In an effort to standardize the investigation process, the EEOC issued Nationwide Procedures for Releasing Respondent Position Statements and Obtaining Responses from Charging Parties, which uniformly allow an employer’s entire position statement, together with all non-confidential inclusions, to be submitted to the claimant. Previously, disclosures of this sort were made in the discretion of the particular field offices or investigators involved, and practices were inconsistent. The EEOC investigators generally summarized certain contents of a position statement to elicit further information, but did not provide unfettered access to it.
The EEOC’s new procedures provide the claimant the opportunity to review the position statement and to provide a response within 20 days. However, because the EEOC does not intend to furnish employers with the claimants’ responses to the position statement, employers will not receive a mutual benefit from this new procedure. The strategic implications of these new charge-handling procedures are particularly significant with respect to confidential information. The EEOC now requires all confidential documents to be specifically and conspicuously identified and submitted as a separate submission through the EEOC’s new “Digital Charge System.” The EEOC has warned it will not accept blanket or unsupported assertions of confidentiality and expects a specific explanation justifying the confidential nature of the information identified. Whether the EEOC will, in any particular instance, accept the employer’s characterization of material as confidential is unknown.
In its Questions and Answers for Respondents, the EEOC opines that the following information is confidential:
- Sensitive medical information (of an individual other than the charging party);
- Social Security numbers;
- Confidential commercial or confidential financial information;
- Trade secrets information;
- Non-relevant personally identifiable information of witnesses, comparators or third parties ( i.e., Social Security numbers, dates of birth in non-age cases, home addresses, personal phone numbers, personal email addresses and the like); and
- References to charges filed against the employer by other charging parties.
Employers should also keep in mind that the EEOC’s new confidentiality provisions apply to the contents of the position statements themselves.
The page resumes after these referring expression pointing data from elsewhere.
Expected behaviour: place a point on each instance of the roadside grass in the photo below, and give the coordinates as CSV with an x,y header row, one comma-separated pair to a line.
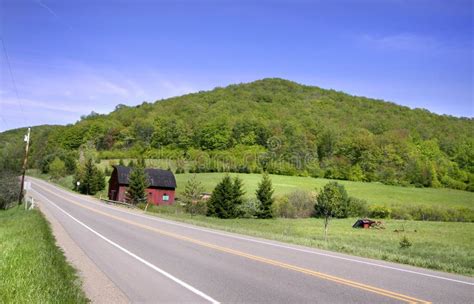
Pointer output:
x,y
444,246
373,193
32,268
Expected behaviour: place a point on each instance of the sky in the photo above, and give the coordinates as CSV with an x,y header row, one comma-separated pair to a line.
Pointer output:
x,y
63,59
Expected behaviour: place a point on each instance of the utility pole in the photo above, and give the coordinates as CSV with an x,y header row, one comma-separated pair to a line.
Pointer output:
x,y
25,161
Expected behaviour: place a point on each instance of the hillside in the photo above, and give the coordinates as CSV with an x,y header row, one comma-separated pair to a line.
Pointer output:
x,y
274,125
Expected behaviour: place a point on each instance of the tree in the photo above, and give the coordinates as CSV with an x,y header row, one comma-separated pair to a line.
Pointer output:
x,y
331,202
265,197
226,198
91,180
57,168
137,184
192,196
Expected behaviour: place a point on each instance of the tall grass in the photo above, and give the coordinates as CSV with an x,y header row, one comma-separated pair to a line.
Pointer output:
x,y
435,245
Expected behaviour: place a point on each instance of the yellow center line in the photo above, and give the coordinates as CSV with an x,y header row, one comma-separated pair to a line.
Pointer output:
x,y
313,273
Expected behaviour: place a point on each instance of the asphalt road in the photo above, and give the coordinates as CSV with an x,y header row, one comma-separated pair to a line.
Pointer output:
x,y
155,260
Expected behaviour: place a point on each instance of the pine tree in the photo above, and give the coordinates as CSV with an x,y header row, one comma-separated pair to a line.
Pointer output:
x,y
137,184
192,197
225,198
91,179
265,197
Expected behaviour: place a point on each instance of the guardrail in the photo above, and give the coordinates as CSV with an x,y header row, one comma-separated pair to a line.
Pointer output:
x,y
111,202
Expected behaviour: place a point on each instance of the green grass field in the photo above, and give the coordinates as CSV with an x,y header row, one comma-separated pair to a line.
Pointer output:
x,y
373,193
32,268
435,245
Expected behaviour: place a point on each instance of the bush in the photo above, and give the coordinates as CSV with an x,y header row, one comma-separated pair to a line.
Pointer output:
x,y
379,211
405,242
283,208
9,189
302,203
198,207
249,208
357,207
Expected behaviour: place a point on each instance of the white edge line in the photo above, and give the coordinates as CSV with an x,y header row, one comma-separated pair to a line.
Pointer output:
x,y
272,244
164,273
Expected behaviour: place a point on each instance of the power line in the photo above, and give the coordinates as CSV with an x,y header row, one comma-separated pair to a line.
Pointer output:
x,y
13,81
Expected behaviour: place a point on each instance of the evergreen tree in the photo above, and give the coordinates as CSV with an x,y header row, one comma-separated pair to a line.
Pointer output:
x,y
91,179
265,197
331,202
192,196
225,198
137,184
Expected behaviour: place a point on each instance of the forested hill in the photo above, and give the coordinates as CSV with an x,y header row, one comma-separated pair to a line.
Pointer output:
x,y
276,125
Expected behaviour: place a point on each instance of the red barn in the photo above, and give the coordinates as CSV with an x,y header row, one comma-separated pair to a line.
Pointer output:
x,y
160,192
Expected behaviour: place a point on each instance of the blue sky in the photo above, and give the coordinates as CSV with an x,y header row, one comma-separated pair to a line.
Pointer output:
x,y
69,58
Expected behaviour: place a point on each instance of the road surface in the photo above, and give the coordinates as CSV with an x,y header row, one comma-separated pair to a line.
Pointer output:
x,y
155,260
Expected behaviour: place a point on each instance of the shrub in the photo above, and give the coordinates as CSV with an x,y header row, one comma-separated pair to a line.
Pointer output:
x,y
302,203
379,211
9,189
283,208
198,207
265,198
357,207
250,208
405,242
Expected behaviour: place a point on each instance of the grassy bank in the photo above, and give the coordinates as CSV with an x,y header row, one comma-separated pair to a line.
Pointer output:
x,y
373,193
32,268
435,245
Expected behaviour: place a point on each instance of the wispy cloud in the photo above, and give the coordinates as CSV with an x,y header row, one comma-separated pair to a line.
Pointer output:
x,y
403,41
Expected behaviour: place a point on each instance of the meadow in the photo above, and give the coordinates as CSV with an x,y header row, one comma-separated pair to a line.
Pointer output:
x,y
373,193
32,268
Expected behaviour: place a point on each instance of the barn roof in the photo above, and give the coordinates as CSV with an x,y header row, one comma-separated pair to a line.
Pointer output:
x,y
156,177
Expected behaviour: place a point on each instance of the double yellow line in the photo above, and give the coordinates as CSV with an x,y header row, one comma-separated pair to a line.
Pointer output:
x,y
306,271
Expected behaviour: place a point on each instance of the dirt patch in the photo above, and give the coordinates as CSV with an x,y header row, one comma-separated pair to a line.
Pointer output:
x,y
97,286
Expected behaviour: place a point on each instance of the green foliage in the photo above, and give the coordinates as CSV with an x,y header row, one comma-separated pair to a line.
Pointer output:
x,y
378,211
137,184
57,168
270,125
32,268
192,197
91,179
302,203
264,195
405,242
226,198
9,189
331,202
250,208
283,208
357,207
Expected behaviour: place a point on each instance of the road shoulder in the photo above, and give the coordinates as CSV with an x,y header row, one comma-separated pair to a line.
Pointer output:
x,y
97,286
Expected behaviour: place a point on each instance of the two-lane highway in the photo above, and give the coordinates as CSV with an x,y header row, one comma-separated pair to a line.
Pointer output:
x,y
154,260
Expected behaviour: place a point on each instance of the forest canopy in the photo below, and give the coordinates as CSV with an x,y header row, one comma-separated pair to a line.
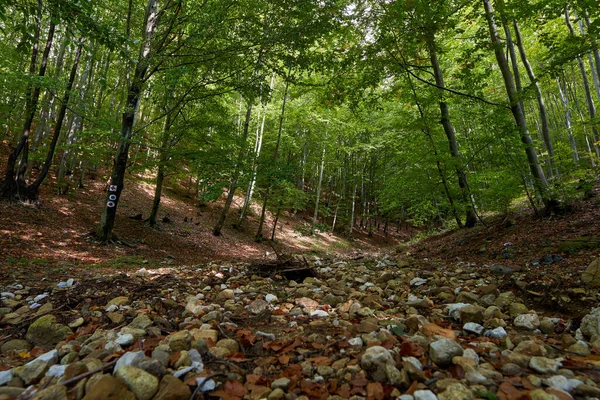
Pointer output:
x,y
362,112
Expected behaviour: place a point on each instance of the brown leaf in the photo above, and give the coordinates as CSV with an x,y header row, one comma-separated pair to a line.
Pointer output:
x,y
374,391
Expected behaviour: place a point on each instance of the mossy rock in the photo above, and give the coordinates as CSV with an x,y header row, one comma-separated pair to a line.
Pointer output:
x,y
576,244
45,331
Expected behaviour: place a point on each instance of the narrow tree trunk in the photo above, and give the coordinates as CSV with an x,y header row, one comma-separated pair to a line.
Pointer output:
x,y
586,89
540,182
10,187
109,213
33,189
236,173
540,99
163,156
471,218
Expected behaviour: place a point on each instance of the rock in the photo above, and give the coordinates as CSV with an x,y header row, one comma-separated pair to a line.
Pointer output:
x,y
257,307
115,317
171,388
141,383
118,301
424,395
55,392
11,392
180,341
16,346
473,328
591,275
515,309
496,333
281,383
527,321
456,391
5,377
544,365
380,365
108,388
45,331
142,321
229,344
32,372
442,351
590,324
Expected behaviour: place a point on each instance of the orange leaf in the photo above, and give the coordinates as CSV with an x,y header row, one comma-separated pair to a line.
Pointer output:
x,y
374,391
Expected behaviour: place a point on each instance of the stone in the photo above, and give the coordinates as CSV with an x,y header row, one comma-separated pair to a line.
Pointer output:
x,y
471,313
16,346
591,275
590,324
142,321
424,395
544,365
55,392
473,327
171,388
116,317
229,344
138,381
11,392
180,341
515,309
118,301
527,321
108,388
380,365
442,351
32,372
456,391
281,383
45,331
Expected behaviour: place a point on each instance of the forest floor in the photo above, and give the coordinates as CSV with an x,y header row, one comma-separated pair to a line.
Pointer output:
x,y
496,312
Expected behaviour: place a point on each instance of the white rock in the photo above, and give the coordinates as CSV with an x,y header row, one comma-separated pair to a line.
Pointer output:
x,y
414,361
424,395
5,377
319,313
112,308
527,321
473,327
270,298
124,339
132,358
496,333
417,281
56,371
207,386
40,297
51,357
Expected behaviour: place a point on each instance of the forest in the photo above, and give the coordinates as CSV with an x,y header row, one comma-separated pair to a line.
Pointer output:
x,y
299,199
365,112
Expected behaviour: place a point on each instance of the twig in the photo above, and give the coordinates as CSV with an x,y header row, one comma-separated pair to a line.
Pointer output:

One way for employers to handle the potential disclosure of confidential information in position statements is simply to reference the information, indicating that, due to its nature, it will only be provided upon request. Although this approach may lead to more Commission-issued subpoenas or follow-up requests for information, it will preserve the employer’s arguments as to confidentiality.
Finally, since the charging party will now have access to the employer’s position during the EEOC’s investigative process, the charging party can potentially gain valuable insight into the employer’s defenses and strategy. Claimants and their counsel now may be alerted to new theories of recovery and perhaps the identity of other possible claimants with similar or related grievances– particularly when the EEOC has asked for information about comparators. It may be in the best interest of employers to tailor their position statements to provide only the information necessary to respond to claimants’ Charges. Position statements should be crafted and/or reviewed by legal counsel with these considerations in mind.
The new procedures apply to all position statements submitted on or after January 1, 2016. Any employers who have submitted position statements after January 1 may also want to reach out to the investigators assigned to their matters and amend their responses to reflect these new procedures.